Verbe ciselé, connaissance quasi-parfaite des nomenclatures africaines, Robert Bourgi s'est placé, dimanche, au coeur d'une nouvelle polémique sur le financement des campagnes politiques françaises.

Dans une interview donnée au Journal du Dimanche, l'ex-avocat de 66 ans assure avoir remis à l'Elysée, sous Jacques Chirac, des millions de dollars de financements occultes. L'ex-président et Dominique de Villepin - également visé par ses accusations - ont d'ores déjà annoncé qu'ils portaient plainte pour diffamation.

L'héritier de Foccart

Qui est Robert Rourgi ? Certainement le dernier grand acteur de la "Françafrique", du nom de cette relation privilégiée entre la France et ses anciennes colonies d'Afrique noire reposant sur des réseaux d'influence. D'origine libanaise né à Dakar, cet avocat a été, durant des années, un discret "Monsieur Afrique" officieux de Jacques Chirac à l'Elysée. Puis en 2005, il a rallié Nicolas Sarkozy, qui lui a remis la Légion d'honneur fin 2007. 

Héritier de Jacques Foccart, le grand ordonnateur des affaires africaines du gaullisme, il a noué des liens étroits avec plusieurs dirigeants du continent noir comme Omar Bongo puis son fils Ali, qui lui a succédé à la présidence du Gabon, Denis Sassou-Nguesso (Congo) ou Abdoulaye Wade (Sénégal).
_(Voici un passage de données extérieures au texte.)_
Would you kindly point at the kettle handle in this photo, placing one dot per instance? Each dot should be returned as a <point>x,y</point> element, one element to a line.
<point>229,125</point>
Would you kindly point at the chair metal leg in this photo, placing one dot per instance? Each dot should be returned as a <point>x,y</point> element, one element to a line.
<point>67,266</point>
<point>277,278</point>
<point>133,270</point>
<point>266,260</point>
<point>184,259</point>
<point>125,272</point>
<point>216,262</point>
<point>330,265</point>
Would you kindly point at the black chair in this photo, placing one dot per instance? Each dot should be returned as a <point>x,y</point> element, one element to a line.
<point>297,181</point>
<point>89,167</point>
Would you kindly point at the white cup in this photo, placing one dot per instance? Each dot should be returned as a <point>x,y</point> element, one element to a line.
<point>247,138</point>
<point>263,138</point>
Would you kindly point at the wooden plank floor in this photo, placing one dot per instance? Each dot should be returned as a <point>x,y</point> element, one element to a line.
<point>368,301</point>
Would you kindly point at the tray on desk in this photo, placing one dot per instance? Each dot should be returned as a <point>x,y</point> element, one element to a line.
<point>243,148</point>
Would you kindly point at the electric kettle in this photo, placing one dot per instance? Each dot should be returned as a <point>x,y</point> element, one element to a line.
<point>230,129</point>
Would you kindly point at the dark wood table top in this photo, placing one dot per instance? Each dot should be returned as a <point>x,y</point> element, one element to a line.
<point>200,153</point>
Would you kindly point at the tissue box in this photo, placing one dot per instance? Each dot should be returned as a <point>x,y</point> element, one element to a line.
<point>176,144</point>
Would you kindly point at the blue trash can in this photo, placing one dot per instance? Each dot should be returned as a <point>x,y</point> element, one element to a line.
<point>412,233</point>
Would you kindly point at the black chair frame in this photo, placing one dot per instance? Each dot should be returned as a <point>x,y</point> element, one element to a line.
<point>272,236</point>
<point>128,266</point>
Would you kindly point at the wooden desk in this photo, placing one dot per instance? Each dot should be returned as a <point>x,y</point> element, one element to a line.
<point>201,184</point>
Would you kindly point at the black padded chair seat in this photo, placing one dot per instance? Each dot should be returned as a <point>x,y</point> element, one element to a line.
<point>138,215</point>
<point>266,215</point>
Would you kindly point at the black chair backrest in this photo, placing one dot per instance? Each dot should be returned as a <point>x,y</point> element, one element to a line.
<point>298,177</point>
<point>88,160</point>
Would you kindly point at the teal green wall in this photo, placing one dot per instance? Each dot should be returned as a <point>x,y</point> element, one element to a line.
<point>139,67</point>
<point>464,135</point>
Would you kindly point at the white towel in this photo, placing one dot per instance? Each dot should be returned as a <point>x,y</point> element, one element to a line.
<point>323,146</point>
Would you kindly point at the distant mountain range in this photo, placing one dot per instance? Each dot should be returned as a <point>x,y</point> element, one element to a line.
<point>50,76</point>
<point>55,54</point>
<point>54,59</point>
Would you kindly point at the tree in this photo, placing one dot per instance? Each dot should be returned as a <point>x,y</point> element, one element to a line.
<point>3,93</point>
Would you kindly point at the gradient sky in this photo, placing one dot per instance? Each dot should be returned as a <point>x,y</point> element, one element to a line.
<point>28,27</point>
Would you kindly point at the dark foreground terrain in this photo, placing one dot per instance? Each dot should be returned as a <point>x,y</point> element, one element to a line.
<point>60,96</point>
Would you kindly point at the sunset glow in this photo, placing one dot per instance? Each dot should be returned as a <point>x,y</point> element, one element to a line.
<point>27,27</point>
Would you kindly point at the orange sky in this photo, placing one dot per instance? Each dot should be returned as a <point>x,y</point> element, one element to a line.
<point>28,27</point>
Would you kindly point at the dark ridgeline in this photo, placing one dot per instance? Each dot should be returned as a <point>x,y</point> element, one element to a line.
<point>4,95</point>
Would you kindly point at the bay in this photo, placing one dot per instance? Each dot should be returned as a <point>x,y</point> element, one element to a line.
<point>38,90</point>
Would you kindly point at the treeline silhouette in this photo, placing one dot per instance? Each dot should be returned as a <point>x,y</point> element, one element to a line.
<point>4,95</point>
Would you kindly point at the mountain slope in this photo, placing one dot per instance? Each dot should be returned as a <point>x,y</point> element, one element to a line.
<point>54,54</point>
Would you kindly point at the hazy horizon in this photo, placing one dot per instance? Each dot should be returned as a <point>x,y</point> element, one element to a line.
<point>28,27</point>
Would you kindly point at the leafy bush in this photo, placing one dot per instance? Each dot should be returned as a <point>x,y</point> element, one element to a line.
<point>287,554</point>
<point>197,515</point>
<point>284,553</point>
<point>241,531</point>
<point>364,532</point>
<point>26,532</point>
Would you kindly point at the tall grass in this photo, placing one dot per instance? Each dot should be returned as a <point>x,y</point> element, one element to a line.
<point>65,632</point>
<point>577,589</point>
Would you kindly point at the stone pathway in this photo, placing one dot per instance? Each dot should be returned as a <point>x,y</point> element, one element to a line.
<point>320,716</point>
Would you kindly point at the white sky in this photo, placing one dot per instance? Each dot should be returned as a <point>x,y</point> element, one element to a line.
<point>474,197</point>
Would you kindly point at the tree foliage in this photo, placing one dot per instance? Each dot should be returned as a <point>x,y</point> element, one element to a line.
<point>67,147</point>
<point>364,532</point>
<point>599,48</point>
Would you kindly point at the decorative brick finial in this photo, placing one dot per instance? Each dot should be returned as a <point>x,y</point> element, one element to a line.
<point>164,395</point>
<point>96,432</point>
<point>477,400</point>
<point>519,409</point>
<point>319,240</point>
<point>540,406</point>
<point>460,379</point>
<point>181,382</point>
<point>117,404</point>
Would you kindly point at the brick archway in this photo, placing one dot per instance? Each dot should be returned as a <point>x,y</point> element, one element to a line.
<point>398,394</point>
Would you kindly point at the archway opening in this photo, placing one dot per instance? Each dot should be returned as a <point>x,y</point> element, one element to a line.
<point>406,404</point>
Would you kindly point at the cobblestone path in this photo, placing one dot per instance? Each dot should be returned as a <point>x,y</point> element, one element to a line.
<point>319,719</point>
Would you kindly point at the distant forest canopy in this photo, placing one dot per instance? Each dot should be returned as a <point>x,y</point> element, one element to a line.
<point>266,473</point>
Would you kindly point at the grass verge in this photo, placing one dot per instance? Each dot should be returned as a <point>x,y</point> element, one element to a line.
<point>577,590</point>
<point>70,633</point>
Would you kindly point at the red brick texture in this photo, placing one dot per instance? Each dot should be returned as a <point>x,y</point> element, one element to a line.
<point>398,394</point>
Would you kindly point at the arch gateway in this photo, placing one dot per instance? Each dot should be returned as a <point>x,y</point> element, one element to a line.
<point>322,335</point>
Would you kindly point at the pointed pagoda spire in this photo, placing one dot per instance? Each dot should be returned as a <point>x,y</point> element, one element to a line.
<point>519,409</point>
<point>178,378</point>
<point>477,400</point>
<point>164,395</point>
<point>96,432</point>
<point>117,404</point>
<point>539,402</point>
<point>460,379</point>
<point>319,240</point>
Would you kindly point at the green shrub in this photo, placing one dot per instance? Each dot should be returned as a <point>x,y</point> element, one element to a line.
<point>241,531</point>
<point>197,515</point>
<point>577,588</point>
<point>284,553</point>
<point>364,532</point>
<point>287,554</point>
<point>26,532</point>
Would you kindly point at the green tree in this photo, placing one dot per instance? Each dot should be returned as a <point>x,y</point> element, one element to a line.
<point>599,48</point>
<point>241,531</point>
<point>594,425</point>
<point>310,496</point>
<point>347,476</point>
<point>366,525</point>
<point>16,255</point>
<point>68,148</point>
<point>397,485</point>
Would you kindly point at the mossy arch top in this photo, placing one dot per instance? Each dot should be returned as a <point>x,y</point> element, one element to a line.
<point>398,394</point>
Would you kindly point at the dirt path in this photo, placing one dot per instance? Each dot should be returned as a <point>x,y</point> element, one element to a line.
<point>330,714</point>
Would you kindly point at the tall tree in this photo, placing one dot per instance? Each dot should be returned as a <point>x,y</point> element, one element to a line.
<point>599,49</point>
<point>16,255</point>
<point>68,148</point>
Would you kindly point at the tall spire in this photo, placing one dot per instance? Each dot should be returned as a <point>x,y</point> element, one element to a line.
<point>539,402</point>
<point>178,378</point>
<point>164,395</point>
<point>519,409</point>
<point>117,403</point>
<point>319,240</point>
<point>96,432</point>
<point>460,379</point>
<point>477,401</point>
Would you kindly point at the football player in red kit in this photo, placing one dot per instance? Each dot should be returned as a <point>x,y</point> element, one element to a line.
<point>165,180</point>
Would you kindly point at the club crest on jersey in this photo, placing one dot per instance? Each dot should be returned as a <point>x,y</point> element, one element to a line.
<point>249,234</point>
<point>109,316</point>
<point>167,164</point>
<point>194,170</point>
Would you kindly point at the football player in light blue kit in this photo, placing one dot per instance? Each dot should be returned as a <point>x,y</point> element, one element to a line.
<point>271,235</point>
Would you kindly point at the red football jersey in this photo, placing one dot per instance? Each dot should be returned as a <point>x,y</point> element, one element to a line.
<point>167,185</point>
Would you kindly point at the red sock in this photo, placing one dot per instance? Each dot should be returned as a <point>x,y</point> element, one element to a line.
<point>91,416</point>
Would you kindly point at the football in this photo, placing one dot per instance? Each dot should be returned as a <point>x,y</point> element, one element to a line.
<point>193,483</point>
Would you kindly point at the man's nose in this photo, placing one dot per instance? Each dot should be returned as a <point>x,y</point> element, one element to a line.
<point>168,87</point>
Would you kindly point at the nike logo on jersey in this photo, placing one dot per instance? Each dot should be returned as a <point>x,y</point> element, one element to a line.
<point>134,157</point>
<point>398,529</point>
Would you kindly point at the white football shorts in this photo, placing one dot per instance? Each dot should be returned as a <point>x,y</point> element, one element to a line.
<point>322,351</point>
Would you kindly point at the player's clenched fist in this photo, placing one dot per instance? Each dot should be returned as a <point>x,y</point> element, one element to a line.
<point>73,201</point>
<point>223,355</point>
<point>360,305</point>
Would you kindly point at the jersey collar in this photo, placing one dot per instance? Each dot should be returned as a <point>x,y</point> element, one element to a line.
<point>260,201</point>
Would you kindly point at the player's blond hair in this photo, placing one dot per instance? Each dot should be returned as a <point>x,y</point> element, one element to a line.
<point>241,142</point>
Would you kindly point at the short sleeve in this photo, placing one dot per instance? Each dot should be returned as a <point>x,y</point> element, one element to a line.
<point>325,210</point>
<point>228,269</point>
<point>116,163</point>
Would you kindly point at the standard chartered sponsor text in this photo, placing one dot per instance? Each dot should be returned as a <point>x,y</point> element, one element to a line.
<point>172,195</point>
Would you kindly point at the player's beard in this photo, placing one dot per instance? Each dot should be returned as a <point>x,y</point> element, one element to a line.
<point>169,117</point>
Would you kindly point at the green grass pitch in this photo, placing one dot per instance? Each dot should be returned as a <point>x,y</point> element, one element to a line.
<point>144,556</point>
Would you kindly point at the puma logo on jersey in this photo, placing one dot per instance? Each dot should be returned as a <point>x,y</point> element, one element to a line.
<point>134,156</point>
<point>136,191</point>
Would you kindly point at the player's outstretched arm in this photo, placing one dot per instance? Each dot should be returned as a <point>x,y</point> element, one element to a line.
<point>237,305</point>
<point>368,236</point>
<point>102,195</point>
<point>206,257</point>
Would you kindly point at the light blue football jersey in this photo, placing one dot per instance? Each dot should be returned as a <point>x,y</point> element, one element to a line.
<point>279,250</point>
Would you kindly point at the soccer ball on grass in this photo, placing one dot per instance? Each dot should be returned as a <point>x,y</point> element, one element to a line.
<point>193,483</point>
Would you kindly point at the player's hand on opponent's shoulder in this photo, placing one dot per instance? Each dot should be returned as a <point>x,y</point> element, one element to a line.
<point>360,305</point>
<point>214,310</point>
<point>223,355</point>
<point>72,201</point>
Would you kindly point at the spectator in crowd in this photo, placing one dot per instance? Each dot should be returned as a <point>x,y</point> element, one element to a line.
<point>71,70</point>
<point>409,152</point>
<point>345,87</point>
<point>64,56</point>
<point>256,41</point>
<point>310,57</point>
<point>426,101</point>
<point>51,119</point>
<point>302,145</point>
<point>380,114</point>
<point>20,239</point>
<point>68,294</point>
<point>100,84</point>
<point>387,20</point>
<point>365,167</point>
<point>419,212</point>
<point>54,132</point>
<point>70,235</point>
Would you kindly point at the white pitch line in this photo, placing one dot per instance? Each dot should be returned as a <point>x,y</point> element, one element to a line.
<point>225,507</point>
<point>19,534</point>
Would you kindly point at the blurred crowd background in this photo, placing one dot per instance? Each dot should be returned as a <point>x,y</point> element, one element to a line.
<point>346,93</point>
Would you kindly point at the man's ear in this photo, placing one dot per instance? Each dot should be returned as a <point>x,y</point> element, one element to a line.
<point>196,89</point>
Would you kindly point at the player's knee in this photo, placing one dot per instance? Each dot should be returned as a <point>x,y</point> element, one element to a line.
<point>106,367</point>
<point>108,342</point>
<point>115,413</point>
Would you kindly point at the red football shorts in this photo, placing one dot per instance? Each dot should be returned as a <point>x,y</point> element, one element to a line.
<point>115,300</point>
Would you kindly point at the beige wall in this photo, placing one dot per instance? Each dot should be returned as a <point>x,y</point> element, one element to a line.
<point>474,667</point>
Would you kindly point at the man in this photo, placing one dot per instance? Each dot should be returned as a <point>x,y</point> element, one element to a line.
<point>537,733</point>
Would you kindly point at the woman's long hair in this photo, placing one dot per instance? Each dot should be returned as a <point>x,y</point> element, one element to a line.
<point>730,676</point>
"Je ne sais pas s'il a participé à un système de financement occulte des partis politiques, mais c'est vrai qu'il a toujours été le messager d'un certain nombre de présidents africains, c'est quelqu'un qui une connaissance approfondie des dirigeants africains et qui connaît très bien le Golfe de Guinée", reconnaît, dimanche matin sur Europe 1, Antoine Glaser, spécialiste du continent africain et directeur de la revue "la lettre du continent"

Devenu proche de Sarkozy

Tout en disant sa volonté de rompre avec les pratiques contestables du passé entre la France et ses ex-colonies, Nicolas Sarkozy a maintenu sa confiance à Robert Bourgi. Ce dernier figurait même au premier rang des invités de sa cérémonie d'investiture en 2007. "Je suis un ami très écouté de Nicolas Sarkozy", fanfaronnait-il, en 2009, dans les colonnes du journal Le Monde.
     
Mais l'ex-avocat est ensuite vite sorti de l'ombre. Une première fois en racontant sur RTL qu'Omar Bongo l'avait personnellement chargé début 2008 de demander au chef de l'Etat la tête du secrétaire d'Etat à la Coopération Jean-Marie Bockel, coupable d'avoir exprimé sa volonté d'en finir avec la Françafrique.  Le dirigeant de la Gauche moderne avait alors été sorti du gouvernement pour être remplacé par le député UMP Alain Joyandet.

Le franc-tireur Bourgi

Puis, Robert Bourgi a rompu une seconde fois le silence lors de l'élection présidentielle gabonaise contestée de 2009 pour déclarer que si "la France n'a pas de candidat, le mien s'appelle Ali Bongo". Et l'ex-avocat d'enfoncer le clou :  "je suis un ami très écouté de Nicolas Sarkozy. De façon subliminale, l'électeur le comprendra".  Un an plus tard, il faisait partie de la visite officielle du président français au Gabon.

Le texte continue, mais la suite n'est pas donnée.